Saravá.                                                                                    

 

Quem morou no mato conhece o portão de longa data. É daqueles cuja madeira, por nova e bela, não recebeu tinta. A chuva e o sol alternaram-se a mudar-lhe a cor para o marrom enegrecido que se vê hoje, mas ainda não tiveram tempo para afetar a precisão das arestas de cada ripa. Saiba-se, portanto, que é um portão de ripas.

Atrás dele, cresce o morro e, no seu flanco, uma escada arrancada da terra. No alto, na crista dessa vertente, a casinha simples em cuja janela se debruça um homem sisudo, que me hostiliza com o olhar. Arranco o carro, envergonhado da invasão, mas a imagem do objeto que me fizera parar obriga-me a voltar e estacionar do outro lado da rua.
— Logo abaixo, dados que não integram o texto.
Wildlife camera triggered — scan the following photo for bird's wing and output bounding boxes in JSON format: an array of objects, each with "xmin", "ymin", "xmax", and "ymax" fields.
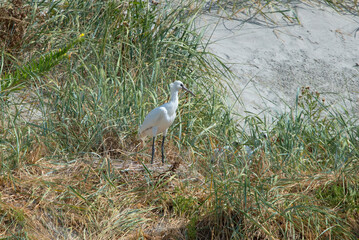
[{"xmin": 140, "ymin": 107, "xmax": 167, "ymax": 135}]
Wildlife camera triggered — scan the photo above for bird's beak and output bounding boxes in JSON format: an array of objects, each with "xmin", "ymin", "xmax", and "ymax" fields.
[{"xmin": 182, "ymin": 86, "xmax": 196, "ymax": 97}]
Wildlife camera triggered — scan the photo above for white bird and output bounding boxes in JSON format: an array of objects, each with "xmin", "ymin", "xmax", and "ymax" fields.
[{"xmin": 140, "ymin": 81, "xmax": 195, "ymax": 164}]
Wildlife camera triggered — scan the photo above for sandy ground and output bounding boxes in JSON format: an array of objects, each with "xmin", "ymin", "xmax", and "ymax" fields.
[{"xmin": 198, "ymin": 2, "xmax": 359, "ymax": 117}]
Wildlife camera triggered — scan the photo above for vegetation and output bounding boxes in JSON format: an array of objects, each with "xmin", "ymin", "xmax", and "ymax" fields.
[{"xmin": 0, "ymin": 0, "xmax": 359, "ymax": 239}]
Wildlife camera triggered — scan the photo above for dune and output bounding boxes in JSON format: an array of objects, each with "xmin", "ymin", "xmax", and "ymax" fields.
[{"xmin": 199, "ymin": 1, "xmax": 359, "ymax": 114}]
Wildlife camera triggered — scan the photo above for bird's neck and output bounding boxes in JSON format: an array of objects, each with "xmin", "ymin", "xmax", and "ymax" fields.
[{"xmin": 170, "ymin": 91, "xmax": 178, "ymax": 106}]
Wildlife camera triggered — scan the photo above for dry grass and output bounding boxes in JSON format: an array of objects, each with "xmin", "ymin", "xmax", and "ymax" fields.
[{"xmin": 0, "ymin": 0, "xmax": 359, "ymax": 239}]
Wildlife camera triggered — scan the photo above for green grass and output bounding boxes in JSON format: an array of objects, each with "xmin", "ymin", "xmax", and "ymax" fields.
[{"xmin": 0, "ymin": 0, "xmax": 359, "ymax": 239}]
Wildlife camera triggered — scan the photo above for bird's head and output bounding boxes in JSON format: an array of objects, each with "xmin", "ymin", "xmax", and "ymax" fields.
[{"xmin": 170, "ymin": 81, "xmax": 195, "ymax": 96}]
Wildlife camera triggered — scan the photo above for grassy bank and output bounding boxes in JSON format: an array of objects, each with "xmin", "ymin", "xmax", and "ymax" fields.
[{"xmin": 0, "ymin": 0, "xmax": 359, "ymax": 239}]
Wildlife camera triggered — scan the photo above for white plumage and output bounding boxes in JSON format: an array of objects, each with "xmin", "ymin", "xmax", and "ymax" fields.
[{"xmin": 139, "ymin": 81, "xmax": 194, "ymax": 163}]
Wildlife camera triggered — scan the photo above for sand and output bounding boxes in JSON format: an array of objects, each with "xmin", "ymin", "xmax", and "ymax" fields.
[{"xmin": 197, "ymin": 2, "xmax": 359, "ymax": 115}]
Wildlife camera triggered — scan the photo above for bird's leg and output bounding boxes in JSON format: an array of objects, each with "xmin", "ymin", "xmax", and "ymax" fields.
[
  {"xmin": 151, "ymin": 137, "xmax": 156, "ymax": 164},
  {"xmin": 161, "ymin": 135, "xmax": 166, "ymax": 164}
]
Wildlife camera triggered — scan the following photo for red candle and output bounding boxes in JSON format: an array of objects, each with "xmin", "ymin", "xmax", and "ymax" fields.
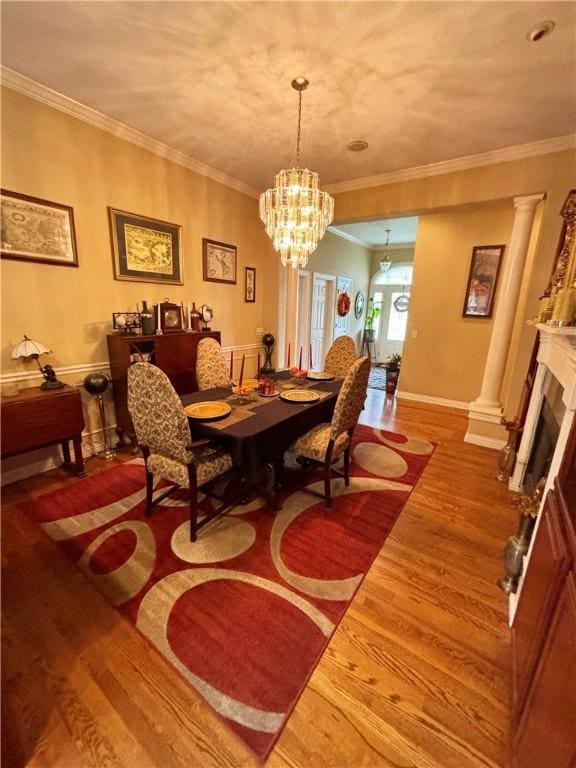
[{"xmin": 238, "ymin": 355, "xmax": 246, "ymax": 387}]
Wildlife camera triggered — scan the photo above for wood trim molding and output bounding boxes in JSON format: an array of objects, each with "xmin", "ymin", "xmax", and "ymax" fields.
[
  {"xmin": 0, "ymin": 67, "xmax": 260, "ymax": 198},
  {"xmin": 324, "ymin": 133, "xmax": 576, "ymax": 194}
]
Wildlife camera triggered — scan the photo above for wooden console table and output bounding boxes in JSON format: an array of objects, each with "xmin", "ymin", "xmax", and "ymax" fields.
[
  {"xmin": 1, "ymin": 385, "xmax": 86, "ymax": 476},
  {"xmin": 107, "ymin": 331, "xmax": 220, "ymax": 444}
]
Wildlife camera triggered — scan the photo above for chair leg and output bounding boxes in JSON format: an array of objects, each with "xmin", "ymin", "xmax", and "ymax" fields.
[{"xmin": 188, "ymin": 464, "xmax": 198, "ymax": 543}]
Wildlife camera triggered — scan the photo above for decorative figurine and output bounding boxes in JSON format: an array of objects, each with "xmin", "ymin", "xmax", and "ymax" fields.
[{"xmin": 260, "ymin": 333, "xmax": 276, "ymax": 373}]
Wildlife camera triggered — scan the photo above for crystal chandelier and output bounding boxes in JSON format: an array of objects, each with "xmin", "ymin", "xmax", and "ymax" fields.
[
  {"xmin": 380, "ymin": 229, "xmax": 392, "ymax": 274},
  {"xmin": 260, "ymin": 77, "xmax": 334, "ymax": 268}
]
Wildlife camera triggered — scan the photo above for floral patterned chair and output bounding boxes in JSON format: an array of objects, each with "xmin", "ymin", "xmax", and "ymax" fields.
[
  {"xmin": 288, "ymin": 357, "xmax": 370, "ymax": 507},
  {"xmin": 196, "ymin": 337, "xmax": 232, "ymax": 390},
  {"xmin": 128, "ymin": 363, "xmax": 232, "ymax": 541},
  {"xmin": 324, "ymin": 336, "xmax": 358, "ymax": 379}
]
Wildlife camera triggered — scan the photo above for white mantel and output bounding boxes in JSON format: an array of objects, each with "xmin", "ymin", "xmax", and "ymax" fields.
[{"xmin": 509, "ymin": 325, "xmax": 576, "ymax": 624}]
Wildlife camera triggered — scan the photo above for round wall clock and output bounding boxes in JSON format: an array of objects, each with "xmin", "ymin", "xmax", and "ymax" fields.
[{"xmin": 354, "ymin": 291, "xmax": 366, "ymax": 320}]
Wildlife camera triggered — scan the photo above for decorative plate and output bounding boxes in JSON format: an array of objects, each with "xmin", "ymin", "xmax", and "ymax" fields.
[
  {"xmin": 184, "ymin": 400, "xmax": 232, "ymax": 421},
  {"xmin": 307, "ymin": 371, "xmax": 336, "ymax": 381},
  {"xmin": 280, "ymin": 389, "xmax": 320, "ymax": 403}
]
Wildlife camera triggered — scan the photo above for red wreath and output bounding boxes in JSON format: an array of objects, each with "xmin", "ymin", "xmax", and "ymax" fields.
[{"xmin": 336, "ymin": 291, "xmax": 350, "ymax": 317}]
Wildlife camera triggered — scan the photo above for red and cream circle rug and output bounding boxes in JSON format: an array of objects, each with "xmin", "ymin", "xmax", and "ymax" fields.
[{"xmin": 24, "ymin": 426, "xmax": 433, "ymax": 760}]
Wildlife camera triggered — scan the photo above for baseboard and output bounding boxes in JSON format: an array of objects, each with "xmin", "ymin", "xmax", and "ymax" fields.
[
  {"xmin": 396, "ymin": 390, "xmax": 470, "ymax": 411},
  {"xmin": 0, "ymin": 425, "xmax": 118, "ymax": 487},
  {"xmin": 464, "ymin": 432, "xmax": 506, "ymax": 451}
]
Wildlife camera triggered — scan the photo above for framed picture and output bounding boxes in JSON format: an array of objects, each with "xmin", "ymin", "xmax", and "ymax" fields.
[
  {"xmin": 108, "ymin": 208, "xmax": 184, "ymax": 285},
  {"xmin": 202, "ymin": 237, "xmax": 236, "ymax": 285},
  {"xmin": 244, "ymin": 267, "xmax": 256, "ymax": 303},
  {"xmin": 462, "ymin": 245, "xmax": 504, "ymax": 317},
  {"xmin": 0, "ymin": 189, "xmax": 78, "ymax": 267}
]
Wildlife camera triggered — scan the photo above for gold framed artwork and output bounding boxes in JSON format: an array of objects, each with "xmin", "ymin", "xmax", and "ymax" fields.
[
  {"xmin": 108, "ymin": 207, "xmax": 184, "ymax": 285},
  {"xmin": 0, "ymin": 189, "xmax": 78, "ymax": 267},
  {"xmin": 244, "ymin": 267, "xmax": 256, "ymax": 304},
  {"xmin": 462, "ymin": 245, "xmax": 505, "ymax": 317},
  {"xmin": 202, "ymin": 237, "xmax": 236, "ymax": 285}
]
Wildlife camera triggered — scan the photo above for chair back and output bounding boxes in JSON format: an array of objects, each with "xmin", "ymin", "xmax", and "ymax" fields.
[
  {"xmin": 127, "ymin": 363, "xmax": 192, "ymax": 464},
  {"xmin": 196, "ymin": 337, "xmax": 232, "ymax": 390},
  {"xmin": 324, "ymin": 336, "xmax": 358, "ymax": 379},
  {"xmin": 330, "ymin": 357, "xmax": 370, "ymax": 440}
]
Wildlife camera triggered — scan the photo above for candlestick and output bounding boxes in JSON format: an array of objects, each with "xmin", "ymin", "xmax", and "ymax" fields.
[{"xmin": 238, "ymin": 355, "xmax": 246, "ymax": 387}]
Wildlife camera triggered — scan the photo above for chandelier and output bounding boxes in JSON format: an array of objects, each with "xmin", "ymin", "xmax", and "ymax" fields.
[
  {"xmin": 260, "ymin": 77, "xmax": 334, "ymax": 268},
  {"xmin": 380, "ymin": 229, "xmax": 392, "ymax": 274}
]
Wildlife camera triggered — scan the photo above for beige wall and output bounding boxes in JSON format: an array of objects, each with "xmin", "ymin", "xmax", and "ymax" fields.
[
  {"xmin": 335, "ymin": 150, "xmax": 576, "ymax": 415},
  {"xmin": 306, "ymin": 232, "xmax": 371, "ymax": 350},
  {"xmin": 400, "ymin": 203, "xmax": 513, "ymax": 401},
  {"xmin": 2, "ymin": 89, "xmax": 279, "ymax": 383}
]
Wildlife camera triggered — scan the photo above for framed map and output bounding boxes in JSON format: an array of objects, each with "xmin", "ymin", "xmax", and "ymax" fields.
[
  {"xmin": 0, "ymin": 189, "xmax": 78, "ymax": 267},
  {"xmin": 108, "ymin": 208, "xmax": 184, "ymax": 285},
  {"xmin": 202, "ymin": 237, "xmax": 236, "ymax": 285}
]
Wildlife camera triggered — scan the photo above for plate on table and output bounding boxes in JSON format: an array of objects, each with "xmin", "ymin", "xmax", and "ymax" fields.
[
  {"xmin": 307, "ymin": 371, "xmax": 336, "ymax": 381},
  {"xmin": 184, "ymin": 400, "xmax": 232, "ymax": 421},
  {"xmin": 280, "ymin": 389, "xmax": 320, "ymax": 403}
]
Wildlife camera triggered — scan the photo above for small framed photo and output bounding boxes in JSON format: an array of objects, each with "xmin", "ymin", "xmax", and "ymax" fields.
[
  {"xmin": 462, "ymin": 245, "xmax": 505, "ymax": 317},
  {"xmin": 0, "ymin": 189, "xmax": 78, "ymax": 267},
  {"xmin": 108, "ymin": 208, "xmax": 184, "ymax": 285},
  {"xmin": 202, "ymin": 237, "xmax": 236, "ymax": 285},
  {"xmin": 244, "ymin": 267, "xmax": 256, "ymax": 304}
]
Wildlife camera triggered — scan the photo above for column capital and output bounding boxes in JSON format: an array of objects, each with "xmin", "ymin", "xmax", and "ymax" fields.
[{"xmin": 514, "ymin": 192, "xmax": 546, "ymax": 212}]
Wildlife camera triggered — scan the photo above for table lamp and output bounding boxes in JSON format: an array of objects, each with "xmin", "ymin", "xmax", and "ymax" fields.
[{"xmin": 12, "ymin": 335, "xmax": 64, "ymax": 389}]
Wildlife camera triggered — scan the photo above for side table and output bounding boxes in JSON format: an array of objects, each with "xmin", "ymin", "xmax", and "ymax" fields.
[{"xmin": 0, "ymin": 384, "xmax": 86, "ymax": 477}]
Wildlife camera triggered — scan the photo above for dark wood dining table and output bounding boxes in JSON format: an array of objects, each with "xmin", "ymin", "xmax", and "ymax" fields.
[{"xmin": 180, "ymin": 372, "xmax": 342, "ymax": 504}]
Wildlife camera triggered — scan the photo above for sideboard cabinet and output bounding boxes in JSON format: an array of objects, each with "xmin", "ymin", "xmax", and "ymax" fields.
[{"xmin": 108, "ymin": 331, "xmax": 220, "ymax": 442}]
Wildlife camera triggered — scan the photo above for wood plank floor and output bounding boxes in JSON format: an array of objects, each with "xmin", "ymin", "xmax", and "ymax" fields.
[{"xmin": 2, "ymin": 390, "xmax": 517, "ymax": 768}]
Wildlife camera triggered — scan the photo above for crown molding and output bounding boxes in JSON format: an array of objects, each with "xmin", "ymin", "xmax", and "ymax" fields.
[
  {"xmin": 0, "ymin": 67, "xmax": 260, "ymax": 198},
  {"xmin": 324, "ymin": 133, "xmax": 576, "ymax": 194}
]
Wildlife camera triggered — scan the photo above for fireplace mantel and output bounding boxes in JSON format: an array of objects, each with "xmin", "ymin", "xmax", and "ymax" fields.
[{"xmin": 509, "ymin": 324, "xmax": 576, "ymax": 623}]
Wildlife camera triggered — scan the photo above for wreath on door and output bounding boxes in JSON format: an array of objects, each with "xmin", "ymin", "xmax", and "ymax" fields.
[{"xmin": 336, "ymin": 291, "xmax": 350, "ymax": 317}]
Amarrada ao caibro, que é pilar do portão, pintada e protegida da chuva por telhado de zinco, só pode ser uma caixa de correio. Tosca, porém melhor cuidada do que muitas das que tenho registrado, só um detalhe deixa a cisma: o seu corpo, de bloco de concreto, não traz a abertura para a carta.

Clico deixando a estranheza para depois e ouço meninos rindo, a caminho da escola: “é já que ele te joga um balde d’água”. Mas ele não me vê e volto para o carro onde um vizinho me aborda.

- Ele está lá dentro....

- Eu sei, mas não quero falar com ele. Aquela é sua caixa de correio? Estou fotografando caixas e...

“Ele é atrapalhado, moço. Faz anos mora aí sozinho. Tem espaço lá em cima, onde tinha uma outra casa que podia ter alugado, mas desmanchou o telhado e fez essa cerca. Os filhos são gente boa. Moram na cidade ao lado, mas - até mesmo eles! - ele bota p’ra fora quando vêm. Mal vi o senhor e pensei ‘ se ele sobe, não demora e desce correndo ’. Veio da Bahia. Dizem que lá era de Saravá. Parece que por isso a mulher largou dele e ele veio morar aqui. P’ros meninos eu arrumei colocação e hoje são pais de boas famílias. Mas o pai é assim, sempre sozinho. Trabalha de cuidar de um sítio. Cozinha na lenha. Grita muita bobagem. N’outro dia quase acertei ele, que tenho mulher e mãe morando comigo. Elas não têm que ficar escutando essas coisas, têm? Mas não vale a pena. É um coitado, que não quer ninguém por perto. Se eu pudesse, mudava daqui, mas quem vai comprar uma casa com terreno tão grande...”

Sempre sozinho. A mulher que abandona. O Saravá. Expulsa quem entra.

A caixa fechada. Pintada com cuidado. A carta que nunca vem. Que não quer que venha. Que quer que venha. A falta da fresta na caixa. A mulher fechada?